The front doors of the bungalow were thrown open, and the party spilled over onto the hotel grounds, but the bungalow’s two bedroom doors stayed closed, at least when Dex was looking. Dex said he noticed because with both the front and back
doors wide open, the closed doors inside seemed out of place. He tried to keep an eye on them, but was unable to detect any traffic into the bedrooms in his time in the bungalow other than once, late in the evening.

Dex said he saw Rhoda appear at Wyndham’s elbow while he was on the phone.

The woman indicated one of the doors to Wyndham, then faded into the crowd. Dex watched while Wyndham scratched his head, as though wondering what to do. Then he scanned the room. He and Dex touched eyes for a moment, but the actor’s eyes kept moving.

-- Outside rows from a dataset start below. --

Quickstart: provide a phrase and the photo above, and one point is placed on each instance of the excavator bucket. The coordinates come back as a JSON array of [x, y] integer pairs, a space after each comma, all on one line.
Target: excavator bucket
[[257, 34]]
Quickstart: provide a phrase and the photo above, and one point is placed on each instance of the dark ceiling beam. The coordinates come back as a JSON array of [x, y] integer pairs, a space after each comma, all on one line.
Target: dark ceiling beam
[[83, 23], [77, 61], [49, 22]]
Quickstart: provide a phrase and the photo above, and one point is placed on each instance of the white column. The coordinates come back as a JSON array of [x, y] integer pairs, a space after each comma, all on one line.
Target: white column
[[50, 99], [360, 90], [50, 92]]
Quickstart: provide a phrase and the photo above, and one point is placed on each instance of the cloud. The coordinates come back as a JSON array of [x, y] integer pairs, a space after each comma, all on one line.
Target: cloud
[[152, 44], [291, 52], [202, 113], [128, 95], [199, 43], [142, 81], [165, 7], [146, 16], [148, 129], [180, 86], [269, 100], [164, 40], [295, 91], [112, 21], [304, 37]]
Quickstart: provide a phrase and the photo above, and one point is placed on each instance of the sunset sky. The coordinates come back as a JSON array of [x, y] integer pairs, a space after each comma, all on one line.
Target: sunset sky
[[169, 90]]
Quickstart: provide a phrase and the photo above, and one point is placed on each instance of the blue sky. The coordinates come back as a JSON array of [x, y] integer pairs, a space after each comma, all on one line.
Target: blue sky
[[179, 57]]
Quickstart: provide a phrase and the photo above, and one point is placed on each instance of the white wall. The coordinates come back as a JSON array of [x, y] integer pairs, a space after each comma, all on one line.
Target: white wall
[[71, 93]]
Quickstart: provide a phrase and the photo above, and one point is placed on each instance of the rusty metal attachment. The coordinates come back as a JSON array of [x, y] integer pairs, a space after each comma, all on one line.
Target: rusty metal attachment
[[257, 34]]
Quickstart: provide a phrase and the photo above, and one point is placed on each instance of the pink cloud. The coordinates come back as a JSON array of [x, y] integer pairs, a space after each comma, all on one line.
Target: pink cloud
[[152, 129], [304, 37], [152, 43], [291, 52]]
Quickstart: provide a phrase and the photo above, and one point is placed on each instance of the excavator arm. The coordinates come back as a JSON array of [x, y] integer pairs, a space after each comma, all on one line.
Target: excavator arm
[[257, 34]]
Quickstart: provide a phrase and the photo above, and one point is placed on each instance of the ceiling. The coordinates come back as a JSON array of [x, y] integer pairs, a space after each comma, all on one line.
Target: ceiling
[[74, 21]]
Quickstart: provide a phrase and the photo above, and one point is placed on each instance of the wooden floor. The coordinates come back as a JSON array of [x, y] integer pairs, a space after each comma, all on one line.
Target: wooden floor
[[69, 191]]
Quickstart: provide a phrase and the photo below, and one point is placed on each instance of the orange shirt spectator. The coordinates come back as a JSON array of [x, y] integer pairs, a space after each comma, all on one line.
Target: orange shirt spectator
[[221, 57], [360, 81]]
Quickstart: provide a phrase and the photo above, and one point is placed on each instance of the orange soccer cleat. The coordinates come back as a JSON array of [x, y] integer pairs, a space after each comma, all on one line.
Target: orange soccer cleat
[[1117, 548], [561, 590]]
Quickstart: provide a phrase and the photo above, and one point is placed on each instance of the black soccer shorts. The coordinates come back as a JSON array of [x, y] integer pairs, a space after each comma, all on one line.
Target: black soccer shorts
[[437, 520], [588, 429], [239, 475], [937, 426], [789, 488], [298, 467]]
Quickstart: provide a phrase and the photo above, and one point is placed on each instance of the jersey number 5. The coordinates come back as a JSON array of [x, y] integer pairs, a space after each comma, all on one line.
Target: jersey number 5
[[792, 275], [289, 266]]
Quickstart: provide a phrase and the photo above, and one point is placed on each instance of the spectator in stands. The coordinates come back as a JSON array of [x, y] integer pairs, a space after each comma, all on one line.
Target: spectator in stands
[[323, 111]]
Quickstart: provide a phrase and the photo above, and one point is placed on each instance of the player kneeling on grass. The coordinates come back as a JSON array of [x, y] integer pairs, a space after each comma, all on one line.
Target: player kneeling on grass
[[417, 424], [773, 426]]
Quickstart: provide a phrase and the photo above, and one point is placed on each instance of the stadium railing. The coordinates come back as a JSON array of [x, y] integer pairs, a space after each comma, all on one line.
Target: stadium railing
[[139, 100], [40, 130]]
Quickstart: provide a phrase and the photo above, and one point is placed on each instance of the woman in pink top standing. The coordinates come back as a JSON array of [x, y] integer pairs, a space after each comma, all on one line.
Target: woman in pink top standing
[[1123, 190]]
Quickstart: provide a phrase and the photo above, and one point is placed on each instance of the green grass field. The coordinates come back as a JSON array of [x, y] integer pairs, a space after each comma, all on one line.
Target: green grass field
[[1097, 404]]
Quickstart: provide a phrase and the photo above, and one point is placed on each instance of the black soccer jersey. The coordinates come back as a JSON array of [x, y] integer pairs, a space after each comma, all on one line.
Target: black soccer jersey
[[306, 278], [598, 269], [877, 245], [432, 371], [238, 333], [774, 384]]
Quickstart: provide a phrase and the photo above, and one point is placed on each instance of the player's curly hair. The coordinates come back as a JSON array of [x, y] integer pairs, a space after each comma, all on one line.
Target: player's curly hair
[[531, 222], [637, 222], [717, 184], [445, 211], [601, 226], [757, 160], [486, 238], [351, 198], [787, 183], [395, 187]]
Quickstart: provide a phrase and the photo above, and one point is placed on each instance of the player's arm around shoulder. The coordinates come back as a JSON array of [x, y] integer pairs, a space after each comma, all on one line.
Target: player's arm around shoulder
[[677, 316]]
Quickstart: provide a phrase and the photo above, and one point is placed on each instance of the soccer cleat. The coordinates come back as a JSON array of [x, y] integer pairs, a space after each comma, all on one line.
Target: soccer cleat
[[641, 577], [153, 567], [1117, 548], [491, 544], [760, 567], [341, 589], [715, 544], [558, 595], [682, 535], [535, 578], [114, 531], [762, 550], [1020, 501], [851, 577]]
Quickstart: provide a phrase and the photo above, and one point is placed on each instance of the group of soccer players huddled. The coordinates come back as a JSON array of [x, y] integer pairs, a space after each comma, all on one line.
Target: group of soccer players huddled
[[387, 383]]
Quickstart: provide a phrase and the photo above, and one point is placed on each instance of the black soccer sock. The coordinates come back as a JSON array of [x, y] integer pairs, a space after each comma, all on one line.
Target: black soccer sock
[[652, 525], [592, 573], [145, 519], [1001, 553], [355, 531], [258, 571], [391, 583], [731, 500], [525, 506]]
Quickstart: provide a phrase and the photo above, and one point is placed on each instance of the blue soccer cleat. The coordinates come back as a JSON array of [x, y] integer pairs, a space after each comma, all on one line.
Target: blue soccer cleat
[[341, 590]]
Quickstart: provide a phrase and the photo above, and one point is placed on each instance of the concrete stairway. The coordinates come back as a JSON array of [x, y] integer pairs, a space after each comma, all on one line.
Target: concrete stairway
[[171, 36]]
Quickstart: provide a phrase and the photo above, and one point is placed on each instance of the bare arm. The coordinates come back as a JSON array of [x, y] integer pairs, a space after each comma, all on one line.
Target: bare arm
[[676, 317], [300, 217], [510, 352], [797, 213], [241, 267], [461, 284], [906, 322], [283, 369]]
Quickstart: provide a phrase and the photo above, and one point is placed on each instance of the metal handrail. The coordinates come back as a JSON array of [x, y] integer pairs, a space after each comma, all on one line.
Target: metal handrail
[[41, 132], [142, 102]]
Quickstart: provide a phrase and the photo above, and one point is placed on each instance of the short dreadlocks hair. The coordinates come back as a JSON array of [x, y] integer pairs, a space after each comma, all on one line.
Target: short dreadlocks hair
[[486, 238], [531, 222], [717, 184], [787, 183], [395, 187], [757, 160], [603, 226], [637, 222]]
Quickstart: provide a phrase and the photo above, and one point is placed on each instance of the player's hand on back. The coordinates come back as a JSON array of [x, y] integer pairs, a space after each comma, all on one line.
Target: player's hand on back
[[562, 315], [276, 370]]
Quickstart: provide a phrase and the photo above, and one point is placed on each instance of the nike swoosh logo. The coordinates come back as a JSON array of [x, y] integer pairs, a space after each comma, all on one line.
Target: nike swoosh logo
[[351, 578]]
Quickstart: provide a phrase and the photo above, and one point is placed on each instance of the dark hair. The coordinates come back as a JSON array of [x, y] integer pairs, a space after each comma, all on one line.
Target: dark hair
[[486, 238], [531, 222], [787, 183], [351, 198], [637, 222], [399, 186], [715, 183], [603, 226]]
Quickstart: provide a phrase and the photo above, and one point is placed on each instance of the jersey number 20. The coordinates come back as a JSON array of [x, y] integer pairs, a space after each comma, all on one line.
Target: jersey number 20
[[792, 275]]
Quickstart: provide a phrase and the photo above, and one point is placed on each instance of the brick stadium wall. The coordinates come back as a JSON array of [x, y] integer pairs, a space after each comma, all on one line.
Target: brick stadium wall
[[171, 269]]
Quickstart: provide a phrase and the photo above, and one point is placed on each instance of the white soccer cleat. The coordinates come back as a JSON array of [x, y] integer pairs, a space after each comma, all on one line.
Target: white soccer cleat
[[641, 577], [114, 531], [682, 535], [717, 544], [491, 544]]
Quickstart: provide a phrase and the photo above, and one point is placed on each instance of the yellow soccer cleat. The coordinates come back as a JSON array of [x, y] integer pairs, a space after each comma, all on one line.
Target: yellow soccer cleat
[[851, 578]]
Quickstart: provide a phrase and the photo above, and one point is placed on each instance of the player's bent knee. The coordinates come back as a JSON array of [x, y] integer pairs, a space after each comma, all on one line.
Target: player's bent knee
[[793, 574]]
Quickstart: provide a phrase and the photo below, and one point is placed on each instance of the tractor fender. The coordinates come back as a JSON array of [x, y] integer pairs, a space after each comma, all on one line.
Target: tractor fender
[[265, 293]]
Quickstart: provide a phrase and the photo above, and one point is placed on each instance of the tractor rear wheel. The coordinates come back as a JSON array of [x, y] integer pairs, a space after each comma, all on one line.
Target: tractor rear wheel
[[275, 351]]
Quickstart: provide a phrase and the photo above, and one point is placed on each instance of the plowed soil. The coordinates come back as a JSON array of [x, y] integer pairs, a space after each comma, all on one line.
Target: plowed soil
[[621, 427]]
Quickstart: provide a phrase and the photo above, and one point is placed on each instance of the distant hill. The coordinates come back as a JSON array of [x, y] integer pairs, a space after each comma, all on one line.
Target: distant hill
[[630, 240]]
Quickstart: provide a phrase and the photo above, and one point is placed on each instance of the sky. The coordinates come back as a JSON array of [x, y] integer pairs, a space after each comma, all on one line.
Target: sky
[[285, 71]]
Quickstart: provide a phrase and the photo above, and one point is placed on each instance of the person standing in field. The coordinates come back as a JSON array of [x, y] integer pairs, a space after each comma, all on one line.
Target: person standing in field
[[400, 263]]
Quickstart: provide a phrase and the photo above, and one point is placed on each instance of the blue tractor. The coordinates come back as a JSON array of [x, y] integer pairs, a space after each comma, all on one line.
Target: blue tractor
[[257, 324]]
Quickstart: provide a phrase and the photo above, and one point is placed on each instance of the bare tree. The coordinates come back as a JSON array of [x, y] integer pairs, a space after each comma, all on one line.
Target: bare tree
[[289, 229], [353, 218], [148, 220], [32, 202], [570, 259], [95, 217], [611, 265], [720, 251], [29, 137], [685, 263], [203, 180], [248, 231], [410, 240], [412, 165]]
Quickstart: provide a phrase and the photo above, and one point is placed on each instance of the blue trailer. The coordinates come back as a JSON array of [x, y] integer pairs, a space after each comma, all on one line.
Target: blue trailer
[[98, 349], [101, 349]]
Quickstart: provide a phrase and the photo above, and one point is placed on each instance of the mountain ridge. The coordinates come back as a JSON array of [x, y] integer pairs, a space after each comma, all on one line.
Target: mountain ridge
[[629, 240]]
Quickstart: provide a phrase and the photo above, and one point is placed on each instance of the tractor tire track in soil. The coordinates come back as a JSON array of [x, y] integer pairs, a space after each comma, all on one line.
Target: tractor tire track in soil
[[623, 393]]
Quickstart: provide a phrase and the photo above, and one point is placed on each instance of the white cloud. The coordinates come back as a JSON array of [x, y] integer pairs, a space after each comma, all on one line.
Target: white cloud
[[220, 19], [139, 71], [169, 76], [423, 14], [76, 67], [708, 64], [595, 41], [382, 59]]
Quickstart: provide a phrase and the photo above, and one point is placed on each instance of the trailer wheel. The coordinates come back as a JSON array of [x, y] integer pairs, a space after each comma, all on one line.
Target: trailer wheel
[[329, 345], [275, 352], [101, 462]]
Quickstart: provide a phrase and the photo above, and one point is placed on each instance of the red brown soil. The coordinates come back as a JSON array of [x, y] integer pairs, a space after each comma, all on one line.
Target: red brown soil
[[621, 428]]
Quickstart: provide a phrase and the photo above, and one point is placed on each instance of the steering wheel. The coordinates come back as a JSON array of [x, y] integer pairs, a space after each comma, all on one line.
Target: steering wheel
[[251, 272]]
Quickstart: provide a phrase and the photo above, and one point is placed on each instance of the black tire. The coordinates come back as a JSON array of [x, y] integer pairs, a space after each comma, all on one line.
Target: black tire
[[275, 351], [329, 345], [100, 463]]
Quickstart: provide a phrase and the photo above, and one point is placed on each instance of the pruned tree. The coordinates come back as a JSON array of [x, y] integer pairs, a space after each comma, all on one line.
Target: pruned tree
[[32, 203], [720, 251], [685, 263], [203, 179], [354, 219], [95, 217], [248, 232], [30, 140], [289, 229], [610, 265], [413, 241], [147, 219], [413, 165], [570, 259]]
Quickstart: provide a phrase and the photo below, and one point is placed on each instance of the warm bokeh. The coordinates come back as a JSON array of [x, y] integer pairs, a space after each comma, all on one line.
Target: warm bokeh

Finally he sighed and headed to the back of the bungalow, closing the door behind him once he’d passed through.

It was while Wyndham was in the bedroom that Dex’s date approached for a chat. He found it odd, even in the moment. Odd because she’d been ignoring him all evening and suddenly she was like a skinny cat coming to get her ears scratched, was the way Dex put it. He said it put his back up right away.

“Can I buy you a drink?” Dex said as affably as he could.

“Don’t need you to buy me a drink.” When she spoke, Dex remembered the used sound of her voice. He suspected the harsh caress of ten thousand cigarettes. “The drinks is free, and they’re right over there.” She used the filtered king-size in her hand as a pointer.

“Still,” he said, moving toward the bar. “What’s your pleasure?”

“Scotch soft,” she said, not arguing. Dex is a bit of a looker himself, and not afraid to know it. There aren’t a lot of women, no matter what age, who wouldn’t like to sit across a bar from him.

“So Rhoda, you having fun tonight?” Dex said, willing to make conversation.

“It’s all right,” Rhoda said, looking up at him over the rim of her glass. Dex said he felt like a bug under a microscope, the
way she looked at him. He said he could feel something inside himself squirm.